Wolverine: Old Man Logan (UK Edition) s/c Wolverine: Old Man Logan (UK Edition) s/c Wolverine: Old Man Logan (UK Edition) s/c Wolverine: Old Man Logan (UK Edition) s/c Wolverine: Old Man Logan (UK Edition) s/c Wolverine: Old Man Logan (UK Edition) s/c

Wolverine: Old Man Logan (UK Edition) s/c back

Mark Millar & Steve McNiven

Price: 
£19.98

Page 45 Review by Stephen

Worth every penny, and I'm not being sarcastic for once. For a start McNiven's art has moved on spectacularly from CIVIL WAR and here you can relish it for all its wizened-faced worth. It's eight chapters of constantly surprising and in one instance truly shocking supposition about what the end of the road might look like for Marvel Comics' America: barren, and broken up into States controlled by various villains with one big bastard on top.

Fifty years on from the most traumatic night of his life, Logan is a pacifist. In the final hours of Marvel's dead heroes something so monumentally awful occurred that Wolverine will not pop his claws for any reason whatsoever. He won't even answer to the code-name Wolverine. Instead he leads a quiet life of rustic poverty as a farmer on land rented from the putrid, ruthless and redneck descendents of Bruce Banner, with a family of his own for whom he tries desperately to provide. He can't, and with the Banners wanting their month of rent or their pound of flesh it's at this pivotal juncture that an old colleague turns up on his doorstep with an offer Logan has no choice but to accept: play navigational white-walking-stick for blind former marksman Clint Barton AKA Hawkeye on a road trip from West to East Coast to deliver a package that must not be opened.

Who or what is waiting for this dysfunctional duo in the less than united states? All manner of perverse permutations of old heroes and villains, a fair few skeletons strewn across country and a good one or two in Clint's and Logan's own closets.

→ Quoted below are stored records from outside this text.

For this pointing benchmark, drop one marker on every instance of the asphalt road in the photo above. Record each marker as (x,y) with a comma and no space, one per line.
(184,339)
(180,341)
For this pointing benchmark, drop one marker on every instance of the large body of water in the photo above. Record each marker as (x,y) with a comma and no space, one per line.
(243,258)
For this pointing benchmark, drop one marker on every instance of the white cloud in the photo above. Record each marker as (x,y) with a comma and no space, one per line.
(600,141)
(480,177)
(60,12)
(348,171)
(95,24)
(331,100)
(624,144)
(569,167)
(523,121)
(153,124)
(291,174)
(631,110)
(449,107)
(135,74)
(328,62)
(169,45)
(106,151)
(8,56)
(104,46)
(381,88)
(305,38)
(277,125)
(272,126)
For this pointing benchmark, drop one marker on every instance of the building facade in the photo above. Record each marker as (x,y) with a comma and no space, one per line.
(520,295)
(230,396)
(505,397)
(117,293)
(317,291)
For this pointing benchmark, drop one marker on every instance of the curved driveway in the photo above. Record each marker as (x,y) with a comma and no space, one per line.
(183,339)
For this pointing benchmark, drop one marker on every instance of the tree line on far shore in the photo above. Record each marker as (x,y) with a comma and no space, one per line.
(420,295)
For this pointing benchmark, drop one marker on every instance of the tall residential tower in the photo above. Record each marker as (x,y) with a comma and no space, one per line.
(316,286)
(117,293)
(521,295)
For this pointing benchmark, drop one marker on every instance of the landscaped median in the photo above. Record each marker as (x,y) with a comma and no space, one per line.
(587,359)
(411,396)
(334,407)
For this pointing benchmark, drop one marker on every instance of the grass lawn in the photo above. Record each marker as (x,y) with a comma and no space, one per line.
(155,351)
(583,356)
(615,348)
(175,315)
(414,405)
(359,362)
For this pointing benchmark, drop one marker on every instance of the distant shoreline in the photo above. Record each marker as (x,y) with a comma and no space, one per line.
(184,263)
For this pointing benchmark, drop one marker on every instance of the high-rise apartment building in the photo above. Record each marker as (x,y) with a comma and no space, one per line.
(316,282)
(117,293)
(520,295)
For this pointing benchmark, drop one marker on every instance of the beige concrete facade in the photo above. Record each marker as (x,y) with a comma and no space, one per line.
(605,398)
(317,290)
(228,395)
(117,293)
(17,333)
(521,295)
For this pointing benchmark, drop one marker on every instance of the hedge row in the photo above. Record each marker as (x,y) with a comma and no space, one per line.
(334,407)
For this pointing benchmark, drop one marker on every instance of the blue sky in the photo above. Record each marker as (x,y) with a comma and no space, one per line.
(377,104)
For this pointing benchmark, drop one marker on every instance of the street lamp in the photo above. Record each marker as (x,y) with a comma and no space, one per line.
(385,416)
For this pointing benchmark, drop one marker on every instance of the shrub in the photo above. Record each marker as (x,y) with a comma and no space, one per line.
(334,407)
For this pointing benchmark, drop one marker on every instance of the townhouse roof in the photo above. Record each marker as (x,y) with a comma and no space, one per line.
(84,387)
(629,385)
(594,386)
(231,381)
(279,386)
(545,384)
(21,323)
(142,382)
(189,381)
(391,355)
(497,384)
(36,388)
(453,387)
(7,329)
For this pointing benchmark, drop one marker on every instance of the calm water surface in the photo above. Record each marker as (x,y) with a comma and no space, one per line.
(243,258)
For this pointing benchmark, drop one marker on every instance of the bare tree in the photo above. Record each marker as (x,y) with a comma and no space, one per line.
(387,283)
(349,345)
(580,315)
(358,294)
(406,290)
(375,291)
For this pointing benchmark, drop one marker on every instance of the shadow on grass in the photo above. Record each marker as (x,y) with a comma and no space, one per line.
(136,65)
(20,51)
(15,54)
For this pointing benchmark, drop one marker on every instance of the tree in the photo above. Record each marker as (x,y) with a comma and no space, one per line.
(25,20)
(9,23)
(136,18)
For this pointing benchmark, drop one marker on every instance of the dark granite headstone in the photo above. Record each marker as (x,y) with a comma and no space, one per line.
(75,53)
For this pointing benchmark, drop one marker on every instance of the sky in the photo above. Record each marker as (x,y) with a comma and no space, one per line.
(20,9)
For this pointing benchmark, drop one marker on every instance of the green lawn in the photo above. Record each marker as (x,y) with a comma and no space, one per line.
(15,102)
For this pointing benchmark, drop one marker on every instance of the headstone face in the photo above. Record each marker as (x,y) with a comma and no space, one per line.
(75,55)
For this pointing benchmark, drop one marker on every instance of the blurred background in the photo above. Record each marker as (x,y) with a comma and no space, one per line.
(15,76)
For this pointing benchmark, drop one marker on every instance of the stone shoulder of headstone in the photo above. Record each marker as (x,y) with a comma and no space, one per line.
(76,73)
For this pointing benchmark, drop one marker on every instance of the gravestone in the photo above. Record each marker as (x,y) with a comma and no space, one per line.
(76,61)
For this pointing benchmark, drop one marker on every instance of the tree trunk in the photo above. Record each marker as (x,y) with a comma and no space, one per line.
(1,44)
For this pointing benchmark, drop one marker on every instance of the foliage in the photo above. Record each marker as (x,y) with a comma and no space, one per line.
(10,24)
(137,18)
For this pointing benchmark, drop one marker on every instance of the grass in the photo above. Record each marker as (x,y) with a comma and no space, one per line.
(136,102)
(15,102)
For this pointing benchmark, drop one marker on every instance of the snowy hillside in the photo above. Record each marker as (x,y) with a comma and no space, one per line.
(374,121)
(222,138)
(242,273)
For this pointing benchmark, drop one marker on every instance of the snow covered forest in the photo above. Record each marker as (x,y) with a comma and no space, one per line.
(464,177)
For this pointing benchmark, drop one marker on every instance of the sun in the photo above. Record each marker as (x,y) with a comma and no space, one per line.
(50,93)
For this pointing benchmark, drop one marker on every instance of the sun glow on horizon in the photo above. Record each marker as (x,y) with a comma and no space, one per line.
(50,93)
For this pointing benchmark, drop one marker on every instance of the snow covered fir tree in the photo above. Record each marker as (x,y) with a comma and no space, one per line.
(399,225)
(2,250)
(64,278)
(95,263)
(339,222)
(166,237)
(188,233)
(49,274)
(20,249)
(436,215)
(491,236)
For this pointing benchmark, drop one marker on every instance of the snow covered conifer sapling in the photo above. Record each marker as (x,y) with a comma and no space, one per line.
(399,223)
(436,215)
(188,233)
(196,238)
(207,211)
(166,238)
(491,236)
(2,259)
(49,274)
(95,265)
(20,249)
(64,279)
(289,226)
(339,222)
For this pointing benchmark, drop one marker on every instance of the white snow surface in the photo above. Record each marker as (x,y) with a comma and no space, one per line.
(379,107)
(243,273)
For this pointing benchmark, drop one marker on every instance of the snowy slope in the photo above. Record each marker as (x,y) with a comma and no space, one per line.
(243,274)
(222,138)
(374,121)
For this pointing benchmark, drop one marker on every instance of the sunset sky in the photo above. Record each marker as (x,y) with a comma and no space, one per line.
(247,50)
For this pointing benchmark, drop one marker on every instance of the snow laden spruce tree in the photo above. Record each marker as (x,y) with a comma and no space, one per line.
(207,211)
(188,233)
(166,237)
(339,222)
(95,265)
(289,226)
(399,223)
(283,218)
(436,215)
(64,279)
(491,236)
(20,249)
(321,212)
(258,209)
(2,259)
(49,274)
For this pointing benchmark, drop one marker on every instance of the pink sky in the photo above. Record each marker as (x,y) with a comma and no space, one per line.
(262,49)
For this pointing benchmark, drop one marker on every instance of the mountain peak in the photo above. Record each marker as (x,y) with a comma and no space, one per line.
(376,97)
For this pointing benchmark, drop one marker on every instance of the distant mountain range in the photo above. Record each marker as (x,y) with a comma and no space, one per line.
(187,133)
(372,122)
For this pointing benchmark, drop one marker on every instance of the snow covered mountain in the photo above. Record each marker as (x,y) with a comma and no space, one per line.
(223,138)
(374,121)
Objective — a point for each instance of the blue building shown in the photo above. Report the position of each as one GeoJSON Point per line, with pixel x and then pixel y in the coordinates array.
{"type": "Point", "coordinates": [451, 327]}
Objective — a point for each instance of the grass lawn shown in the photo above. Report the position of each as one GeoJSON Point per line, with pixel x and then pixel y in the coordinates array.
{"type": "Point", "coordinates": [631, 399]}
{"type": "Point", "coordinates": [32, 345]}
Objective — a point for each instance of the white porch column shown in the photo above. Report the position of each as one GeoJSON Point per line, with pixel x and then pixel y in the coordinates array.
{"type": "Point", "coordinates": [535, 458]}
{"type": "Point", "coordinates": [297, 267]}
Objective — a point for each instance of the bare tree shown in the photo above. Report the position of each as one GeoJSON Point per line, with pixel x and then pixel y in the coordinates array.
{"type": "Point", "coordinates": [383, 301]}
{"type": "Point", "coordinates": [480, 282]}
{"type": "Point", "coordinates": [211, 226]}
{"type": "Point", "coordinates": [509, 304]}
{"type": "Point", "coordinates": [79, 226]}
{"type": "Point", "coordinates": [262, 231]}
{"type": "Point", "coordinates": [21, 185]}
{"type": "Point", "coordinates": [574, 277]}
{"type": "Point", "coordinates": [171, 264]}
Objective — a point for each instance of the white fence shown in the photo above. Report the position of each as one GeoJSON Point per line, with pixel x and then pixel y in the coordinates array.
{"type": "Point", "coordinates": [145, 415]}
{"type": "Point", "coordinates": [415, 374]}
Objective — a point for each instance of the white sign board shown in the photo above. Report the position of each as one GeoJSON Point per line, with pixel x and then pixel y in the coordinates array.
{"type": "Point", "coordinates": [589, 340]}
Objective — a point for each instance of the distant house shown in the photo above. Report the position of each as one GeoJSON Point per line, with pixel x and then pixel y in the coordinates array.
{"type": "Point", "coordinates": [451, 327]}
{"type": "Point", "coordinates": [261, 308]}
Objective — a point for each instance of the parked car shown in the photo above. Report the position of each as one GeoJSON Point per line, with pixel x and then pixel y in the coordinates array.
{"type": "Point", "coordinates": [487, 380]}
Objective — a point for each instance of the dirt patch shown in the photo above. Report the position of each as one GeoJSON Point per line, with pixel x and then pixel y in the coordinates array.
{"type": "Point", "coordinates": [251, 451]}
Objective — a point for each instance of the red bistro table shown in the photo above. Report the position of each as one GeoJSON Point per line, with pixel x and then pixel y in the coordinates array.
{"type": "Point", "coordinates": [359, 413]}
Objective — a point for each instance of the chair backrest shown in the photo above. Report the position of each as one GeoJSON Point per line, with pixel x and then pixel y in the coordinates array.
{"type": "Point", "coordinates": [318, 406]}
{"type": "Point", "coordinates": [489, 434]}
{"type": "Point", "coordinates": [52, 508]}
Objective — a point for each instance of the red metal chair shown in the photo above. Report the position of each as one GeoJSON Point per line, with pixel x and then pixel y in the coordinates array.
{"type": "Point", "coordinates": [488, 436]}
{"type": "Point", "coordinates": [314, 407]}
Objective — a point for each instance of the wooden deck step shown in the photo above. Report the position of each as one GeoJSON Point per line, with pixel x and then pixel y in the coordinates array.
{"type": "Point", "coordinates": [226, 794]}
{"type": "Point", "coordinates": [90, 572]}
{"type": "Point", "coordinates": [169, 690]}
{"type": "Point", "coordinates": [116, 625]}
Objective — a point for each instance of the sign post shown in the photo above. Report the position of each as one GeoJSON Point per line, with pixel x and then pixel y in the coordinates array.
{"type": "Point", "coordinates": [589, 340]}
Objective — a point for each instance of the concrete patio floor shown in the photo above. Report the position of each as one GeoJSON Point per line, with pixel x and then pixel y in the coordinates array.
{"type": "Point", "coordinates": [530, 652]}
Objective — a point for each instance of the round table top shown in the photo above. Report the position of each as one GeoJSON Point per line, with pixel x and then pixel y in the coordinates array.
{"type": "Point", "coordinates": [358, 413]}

Cleverly thought out, really quite nasty but enormously funny as well, if I told you a slither of what's in store for you, you'd snap this book up in an instant. But then you wouldn't enjoy half the surprises we all have here. However: an arena of dinosaur-death faced by two long-term antagonists, and a very unusual symbiotic host for Venom; mothers and daughters; Mount Rushmore with a substantially different aspect, and the best use ever for Logan's healing factor which you'll need to digest for yourself. Never bite off more than you can chew - that's all I'm saying.

Also, Bill Bixby's best line has finally been called and raised:

"You shouldn't have made me angry, Logan. ...People piss themselves when I get angry."

Lonewolf and Bub: you'll see what I mean by the end.